Euro-Arabs

I was chatting with my Syrian friend the other day. I figured he’d be an interesting person to discuss with the coming Arab League summit.
He’s a well-read and well-traveled man. He’s the kind of person that can easily incorporate Sartre, Proust, or Hemingway in a conversation. He can identify a Bach symphony on the spot, and he speaks 5 languages fluently.
We talked about the Lebanese Syrian issue, and the first thing he tells me is this: “This is a big game, designed by he US to balkanize the middle east, to secure a regional dominance for Israel”. He added in a self-righteous tone that we, the Lebanese, have naively fallen for such designs.
I asked for it, I told myself, but guess what the First thought I had in mind was? Old Europe.
My friend belongs to the category of Arabs that like to talk more about strategies and grand conspiracies than elections. I like to call them the Euro-Arabs (my apologies to sensible Europeans). To them, shadowy people with dubious agendas rule the world, and try through their influence and power to subjugate defenseless peoples. All this is done under the cover of spreading democracy and liberation, while in reality they are engaging in an economic imperialism to create new markets for their greedy multinationals. (this is just too Naomi Klein for me)
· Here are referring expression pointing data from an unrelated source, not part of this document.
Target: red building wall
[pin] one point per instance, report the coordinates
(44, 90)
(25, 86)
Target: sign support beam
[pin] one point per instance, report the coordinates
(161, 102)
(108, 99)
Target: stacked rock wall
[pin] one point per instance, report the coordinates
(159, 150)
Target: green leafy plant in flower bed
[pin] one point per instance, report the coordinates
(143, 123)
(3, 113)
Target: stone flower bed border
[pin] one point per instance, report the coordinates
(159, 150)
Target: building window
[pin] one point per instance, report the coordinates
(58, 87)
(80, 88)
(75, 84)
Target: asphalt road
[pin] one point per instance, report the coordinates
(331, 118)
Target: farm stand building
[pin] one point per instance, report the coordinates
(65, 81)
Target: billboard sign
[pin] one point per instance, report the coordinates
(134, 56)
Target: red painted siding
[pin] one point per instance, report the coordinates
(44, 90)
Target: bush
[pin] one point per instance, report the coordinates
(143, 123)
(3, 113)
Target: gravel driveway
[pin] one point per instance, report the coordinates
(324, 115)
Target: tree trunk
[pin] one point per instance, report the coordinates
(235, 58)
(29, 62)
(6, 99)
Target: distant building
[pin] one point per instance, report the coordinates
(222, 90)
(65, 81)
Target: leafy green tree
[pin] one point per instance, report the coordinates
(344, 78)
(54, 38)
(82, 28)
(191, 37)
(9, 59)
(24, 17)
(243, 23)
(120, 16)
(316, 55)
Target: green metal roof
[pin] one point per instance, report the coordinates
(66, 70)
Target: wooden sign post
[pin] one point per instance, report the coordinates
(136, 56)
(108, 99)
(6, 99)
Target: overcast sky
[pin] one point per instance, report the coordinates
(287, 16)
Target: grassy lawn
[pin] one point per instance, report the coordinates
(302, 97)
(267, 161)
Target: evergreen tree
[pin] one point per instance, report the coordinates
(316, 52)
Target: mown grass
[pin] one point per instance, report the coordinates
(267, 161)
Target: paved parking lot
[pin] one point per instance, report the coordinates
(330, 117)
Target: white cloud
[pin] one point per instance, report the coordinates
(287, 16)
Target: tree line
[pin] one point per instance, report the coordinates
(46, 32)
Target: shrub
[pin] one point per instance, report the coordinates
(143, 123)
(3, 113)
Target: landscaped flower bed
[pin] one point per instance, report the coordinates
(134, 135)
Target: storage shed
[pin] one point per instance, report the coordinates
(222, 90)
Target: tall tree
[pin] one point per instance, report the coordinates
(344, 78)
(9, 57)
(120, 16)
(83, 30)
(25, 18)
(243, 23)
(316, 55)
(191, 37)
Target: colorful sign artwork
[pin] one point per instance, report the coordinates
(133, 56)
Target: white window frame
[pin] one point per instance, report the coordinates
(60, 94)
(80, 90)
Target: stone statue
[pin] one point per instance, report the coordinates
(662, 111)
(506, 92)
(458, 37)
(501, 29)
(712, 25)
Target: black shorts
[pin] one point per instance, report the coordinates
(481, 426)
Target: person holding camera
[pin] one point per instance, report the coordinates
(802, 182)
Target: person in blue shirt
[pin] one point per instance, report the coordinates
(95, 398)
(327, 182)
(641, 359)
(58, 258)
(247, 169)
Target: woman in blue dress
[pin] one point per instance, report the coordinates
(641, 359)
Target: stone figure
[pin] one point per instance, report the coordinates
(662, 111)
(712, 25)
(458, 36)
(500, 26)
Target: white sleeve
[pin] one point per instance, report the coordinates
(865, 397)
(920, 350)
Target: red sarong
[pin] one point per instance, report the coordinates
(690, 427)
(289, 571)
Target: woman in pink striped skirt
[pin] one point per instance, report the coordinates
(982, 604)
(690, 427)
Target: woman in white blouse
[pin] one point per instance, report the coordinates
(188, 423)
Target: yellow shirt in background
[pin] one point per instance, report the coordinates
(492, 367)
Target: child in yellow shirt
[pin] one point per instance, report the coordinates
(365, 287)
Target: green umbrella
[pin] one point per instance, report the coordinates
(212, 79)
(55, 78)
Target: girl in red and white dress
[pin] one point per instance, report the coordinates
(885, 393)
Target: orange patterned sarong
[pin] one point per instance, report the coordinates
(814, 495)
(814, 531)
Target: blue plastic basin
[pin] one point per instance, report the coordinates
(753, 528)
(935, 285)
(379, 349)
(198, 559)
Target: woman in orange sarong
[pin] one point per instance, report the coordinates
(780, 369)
You see them on Aljazeera all the time; they take the shape of regime apologists and US bashers.
Mix some pan-Arabism with anti-Americanism, add some socialism and ivory tower intellectualism, and presto: Euro-Arabism!
To name a few, Najah wakim, founder of the people movement in Lebanon, Mustapha Bakri, managing director and chief editor of the journal Al-Osboa in Egypt and Abdel Bari Atwan who is the editor-in-chief of London-based al kuds al arabi newspaper.
They are all very well educated and cultured, they seem sensible at the first encounter, and they definitely appeal to flag-burning masses. But their arguments just don’t add up, and I can’t help but notice that they are excessively alarmist and loud when it comes to American “designs” in the region. And what gets on my nerve most: they just don’t accept the other point of view.
Back to my friend, who now saw that I was visibly irritated. He told me that he also thinks that the Syrian regime is corrupt and needs change, but the “regional challenges” at this point are too great for such meddling, and if he had to chose between American hegemony and corrupt Arab rulers, he’ll chose the latter.
I think the Euro-Arabs have got it backwards: how can you have a “regional strategy” if you can’t even chose your ruler? Who decides what those strategies should be? Who decides what actions lead to a desired strategic outcome?
Granted, the US is not innocent, it has overt and covert interests, and it is also catering for special-interest groups, but at the end, the government is accountable to the American people.
The Euro-Arab logic would have been funny if it weren’t all too common. Why are their ideas so attractive to even the most enlightened of Arabs? I think it’s because of 3 major factors: Convenience, Rulers’ interests and most importantly, a legitimate lack of Trust in the US.
I’ll be talking about these in a future post.